The UK government will not introduce “vaccine passports,” but people will be able to ask their doctors for proof of vaccination if needed for international travel, Britain’s vaccine deployment minister Nadhim Zahawi said on Sunday.
The government has “no plan of introducing a vaccine passport” because “vaccines are not mandated in this country,” Zahawi told the BBC’s Andrew Marr Show.
“That’s not how we do things in the UK. We do them by consent. We yet don’t know what the impact of vaccines on transmission is and it would be discriminatory,” he said.
Britain’s Parliamentary Under Secretary of State at the Department of Health and Social Care, Nadhim Zahawi, who has responsibility for the deployment of COVID-19 vaccines, reacts as he walks along a street in Westminster in London on Dec. 2, 2020 (Justin Tallis/AFP via Getty Images)
But he said people can obtain proof of vaccination from their doctors if they are travelling to countries that require such evidence.
“Of course, you have the evidence that you’ve been vaccinated, held by your GP. And if other countries require you to show proof of that evidence, then that is obviously up to those countries.”
Last November, days after Zahawi was appointed by Prime Minister Boris Johnson as minister in charge of the CCP (Chinese Communist Party) virus vaccine roll-out, he suggested that people may need to provide proof of vaccination before they are allowed to enter restaurants or entertainment venues.

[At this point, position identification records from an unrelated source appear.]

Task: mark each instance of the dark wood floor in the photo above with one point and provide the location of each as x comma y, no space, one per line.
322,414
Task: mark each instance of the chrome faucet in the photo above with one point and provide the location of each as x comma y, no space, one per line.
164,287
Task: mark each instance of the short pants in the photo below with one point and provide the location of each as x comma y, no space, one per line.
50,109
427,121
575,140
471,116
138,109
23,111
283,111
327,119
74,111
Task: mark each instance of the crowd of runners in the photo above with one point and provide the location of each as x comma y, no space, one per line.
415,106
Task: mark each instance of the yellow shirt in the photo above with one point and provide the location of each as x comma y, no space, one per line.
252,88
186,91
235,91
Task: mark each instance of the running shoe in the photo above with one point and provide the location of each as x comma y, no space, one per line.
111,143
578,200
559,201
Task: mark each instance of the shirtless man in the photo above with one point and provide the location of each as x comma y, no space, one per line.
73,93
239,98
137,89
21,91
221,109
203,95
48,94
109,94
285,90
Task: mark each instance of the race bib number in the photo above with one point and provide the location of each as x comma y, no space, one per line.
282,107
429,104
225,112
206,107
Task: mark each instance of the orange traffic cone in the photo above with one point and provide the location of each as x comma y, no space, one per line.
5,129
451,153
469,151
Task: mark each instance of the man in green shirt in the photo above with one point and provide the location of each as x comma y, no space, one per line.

The idea triggered a backlash among Conservative lawmakers and a denial from Cabinet Minister Michael Gove, who said he didn’t know anyone in government who was planning to introduce any vaccine passports.
But the discussion on vaccine passports was revived last week when James Cleverly, the Foreign Office minister, said such documents could be provided to British citizens travelling overseas.
“It is often the case that the entry requirements for countries are for vaccines or inoculations, and that is not an uncommon practice,” he told the BBC.
“We will work with international partners to help facilitate their border arrangements and their immigration arrangements. We’ll have to see what countries, what the international community, put in place once vaccines around the world are as effectively distributed.”
But Health Secretary Matt Hancock denied the government was planning to issue vaccine passports.
“At the moment, we have no plans for vaccine passports and anyway going on holiday is illegal in this lockdown. Of course we are constantly working with other countries and we keep these sorts of things under review,” he told ITV on Friday.
By Saturday, nearly 11.5 million people across the UK had received the first vaccine dose for COVID-19, the disease caused by the CCP virus, according to data released by Public Health England.
The #COVID19 Dashboard has now been updated: https://t.co/XhspoyTG79— Public Health England (@PHE_uk) February 6, 2021
On Saturday 6 February 2021, 18,262 new cases and 828 deaths within 28 days of a positive test were reported across the UK.